The two become buddies, but there's always a divide between them. "You dream a lot," says Marie. Isa takes it as a compliment, she has enough spare time to check into the origin of the flat at which they're house-sitting; it's the home of a girl who is in a coma after a car crash. Isa makes it her sort of hobby to read the ailing girl's diary, and to visit her in the hospital. In the mean time, Marie sleeps with the no-good Chris (Gregoire Colin), the princeling owner of a local nightclub. He has a profile like Rudolph Valentino, and he knows it, and he loves to flaunt it; Marie falls ruinously in love. Your stomach turns over watching Marie's tough, wary face dissolve into a sheepish smile when he's near. Caring for two women, one dead to the world, the other dead to logic, Isa wins one and loses one.

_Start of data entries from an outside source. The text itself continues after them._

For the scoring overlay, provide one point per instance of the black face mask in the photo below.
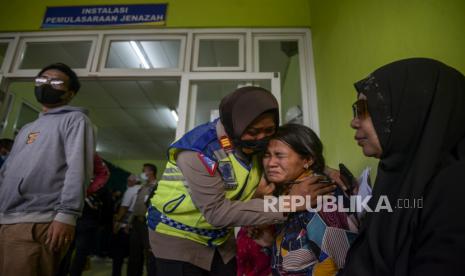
(255, 145)
(46, 94)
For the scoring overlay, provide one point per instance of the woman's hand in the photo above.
(310, 186)
(262, 235)
(335, 176)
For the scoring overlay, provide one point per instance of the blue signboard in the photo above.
(81, 16)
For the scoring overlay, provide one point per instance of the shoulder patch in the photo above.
(209, 164)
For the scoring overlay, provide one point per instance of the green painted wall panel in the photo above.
(353, 38)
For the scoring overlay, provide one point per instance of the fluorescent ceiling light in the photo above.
(139, 54)
(175, 115)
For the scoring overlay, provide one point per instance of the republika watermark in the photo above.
(331, 203)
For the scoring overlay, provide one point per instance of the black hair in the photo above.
(304, 142)
(152, 167)
(74, 83)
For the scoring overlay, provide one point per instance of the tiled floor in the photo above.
(102, 267)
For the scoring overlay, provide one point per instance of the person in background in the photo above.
(42, 183)
(5, 148)
(139, 246)
(410, 114)
(92, 215)
(120, 244)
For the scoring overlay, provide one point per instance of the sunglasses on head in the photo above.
(360, 109)
(55, 83)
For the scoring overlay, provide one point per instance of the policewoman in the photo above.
(207, 187)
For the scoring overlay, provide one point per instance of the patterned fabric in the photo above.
(312, 244)
(251, 258)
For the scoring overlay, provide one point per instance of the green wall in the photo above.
(27, 15)
(353, 38)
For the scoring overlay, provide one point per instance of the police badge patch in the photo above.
(209, 164)
(227, 173)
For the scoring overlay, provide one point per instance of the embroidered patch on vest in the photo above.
(226, 143)
(209, 164)
(227, 173)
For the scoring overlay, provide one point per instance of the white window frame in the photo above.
(8, 54)
(136, 71)
(22, 48)
(250, 36)
(239, 37)
(187, 98)
(306, 68)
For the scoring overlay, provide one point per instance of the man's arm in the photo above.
(79, 151)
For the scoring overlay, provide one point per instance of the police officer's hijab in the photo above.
(240, 108)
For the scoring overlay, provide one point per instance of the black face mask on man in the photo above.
(46, 94)
(255, 145)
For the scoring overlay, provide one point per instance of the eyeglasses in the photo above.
(360, 109)
(55, 83)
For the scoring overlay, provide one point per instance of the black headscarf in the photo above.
(240, 108)
(418, 110)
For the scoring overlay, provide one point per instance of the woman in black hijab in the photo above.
(411, 115)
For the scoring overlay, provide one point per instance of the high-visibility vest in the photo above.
(172, 211)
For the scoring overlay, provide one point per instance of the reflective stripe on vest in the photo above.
(178, 216)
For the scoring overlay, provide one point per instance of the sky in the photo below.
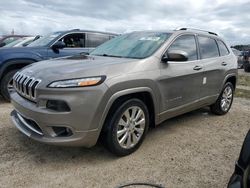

There's something about these lowlands, this small, fog-shrouded quadrant of the world, that provides the best spiritual movies in Europe. In Lille, the main character in Bresson's Diary of a Country Priest learns that he's dying of cancer ... consumed from the inside-out by his loneliness, and his concern for his parish. Lille is also only about 150 miles from Seraing in Belgium, the domain of the Dardenne brothers, whose angel-free films are all battlegrounds for souls under siege.

On one level, Zonca's film is an acute portrait of the catch-as-catch-can life, and the two squabbling, scrabbling girls might be cousins of Maggie and Hopi in the Hernandez Brothers' Love and Rockets comics. If there is an angelic life --- and these believe it or don't stats say most Americans believe in the winged pests -- they must be unworldly, unfamiliar with humanity and its more selfish urges. Describing the scrubby Isa as an angel might be a euphemism, but as Isa, Bouchez's optimism and generosity reminds us of some people we might have met along the way, people who are in a natural state of grace. Sometimes they've been dirty, alcoholic, ill-read, or even deluded. But they had something in them that was selfless, bigger than life; maybe one definition of "sacred" is those immune to common sense, for better or for worse.